If only the core elements of the screenplay had been developed to fruition rather than left to fester in stack of action movie clichés, there might have been something really worth seeking out here. And it has the cast to support it. Ford is serviceable, but Craig is an unusual Western hero. He doesn’t quite have the look of your typical cowboy or outlaw, but in retrospect I think it works because he’s not a typical character. He’s a man altered by his experiences with extraterrestrials. The supporting cast gives the film its lifeblood. Although Dano does a bit of scenery chewing early on, Carradine and Brown add world weariness to their morally righteous sheriff and preacher. Any alien invasion film faces the problem of how technologically inferior earthlings can defeat beings capable of traveling light years to find them. It most often comes down to good old human ingenuity and teamwork. Independence Day employs the deus ex machina of a computer virus (good thing the alien computers were Windows compatible!). Cowboys & Aliens just gives one of the alien weapons to the hero at the very beginning. War of the Worlds is, to my knowledge, the only one that provides a defeat of the aliens based on luck and, quite frankly, scientific likelihood. I think here they could have done better to operate with the constraints of the technology of the 19th century to win the battle. After all, where aliens from another world are concerned is there really any difference between the human advancements of the late 19th and early 21st centuries?

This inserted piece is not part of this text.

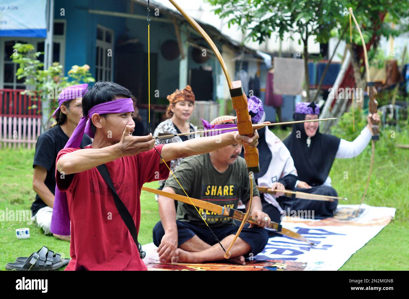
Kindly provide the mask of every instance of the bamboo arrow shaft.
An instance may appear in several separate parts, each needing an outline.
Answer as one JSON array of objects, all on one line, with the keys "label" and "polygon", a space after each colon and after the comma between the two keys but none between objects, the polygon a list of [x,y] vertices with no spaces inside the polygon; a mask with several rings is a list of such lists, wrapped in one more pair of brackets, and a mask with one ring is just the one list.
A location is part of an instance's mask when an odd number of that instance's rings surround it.
[{"label": "bamboo arrow shaft", "polygon": [[[334,120],[337,119],[337,117],[330,117],[329,118],[321,118],[318,120],[297,120],[294,122],[276,122],[274,124],[253,124],[253,128],[255,130],[260,129],[265,126],[280,126],[282,124],[301,124],[303,122],[322,122],[325,120]],[[237,127],[233,128],[224,128],[220,129],[213,129],[212,130],[202,130],[200,131],[196,131],[194,132],[188,132],[186,133],[179,133],[179,134],[171,134],[162,136],[157,136],[153,137],[154,139],[167,139],[173,138],[177,136],[183,136],[184,135],[190,135],[191,134],[200,134],[200,133],[211,133],[213,132],[225,131],[228,130],[236,130]]]},{"label": "bamboo arrow shaft", "polygon": [[[142,187],[142,190],[148,191],[148,192],[155,193],[155,194],[171,198],[175,200],[182,202],[188,204],[192,204],[193,203],[193,204],[197,207],[204,209],[205,209],[211,212],[232,218],[236,220],[243,220],[245,217],[244,213],[241,211],[226,207],[222,206],[218,204],[212,204],[211,202],[205,202],[204,200],[200,200],[200,199],[197,199],[190,197],[188,197],[187,196],[179,195],[179,194],[169,193],[169,192],[166,192],[162,190],[158,190],[157,189],[150,188],[148,187],[145,187],[144,186]],[[258,225],[258,224],[257,219],[256,217],[252,217],[251,215],[249,216],[246,222],[255,225]],[[273,230],[281,235],[287,236],[292,239],[305,242],[310,245],[314,245],[313,242],[303,237],[299,234],[297,234],[289,229],[285,228],[282,227],[281,224],[279,224],[276,222],[271,221],[270,226],[267,228]]]},{"label": "bamboo arrow shaft", "polygon": [[[339,200],[348,200],[348,198],[346,197],[340,197],[337,196],[330,196],[329,195],[323,195],[319,194],[310,194],[306,192],[301,192],[299,191],[292,191],[292,190],[279,190],[275,189],[272,189],[267,187],[262,187],[257,186],[257,189],[258,190],[263,193],[269,193],[272,194],[275,194],[277,192],[284,192],[286,196],[291,197],[291,195],[294,194],[295,195],[296,198],[299,198],[302,199],[311,199],[312,200],[323,200],[327,202],[333,202],[333,199],[338,199]],[[332,200],[331,200],[332,199]]]}]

The film, based on or inspired by a graphic novel by Scott Mitchell Rosenberg, has nearly as many screenwriters as it has extraneous plot elements and genre tropes. The mantra in the writers’ room must have been, “Everything but the kitchen sink.” The top-billed writers on the project are Robert Orci and Alex Kurtzman, whose previous writing credits include the first two Transformers films in addition to TV’s “Hercules” and “Xena.” I’m not surprised to discover this as Cowboys & Aliens, despite being far more coherent than any of the Michael Bay Transformers monstrosities, does share something of a kinship with the bizarre nature of the ancient hero television series. Favreau’s work as an action director is steady – this is the clear result of his work on the Iron Man films, which are two of the finer comic book action films of the last decade. But as a blend of two distinct genres, I wish the screenwriting team had had more courage in defying expectations. Cowboys & Aliens ultimately amounts to a completely predictable formulaic film. Unfortunately there’s a lot of missed opportunity.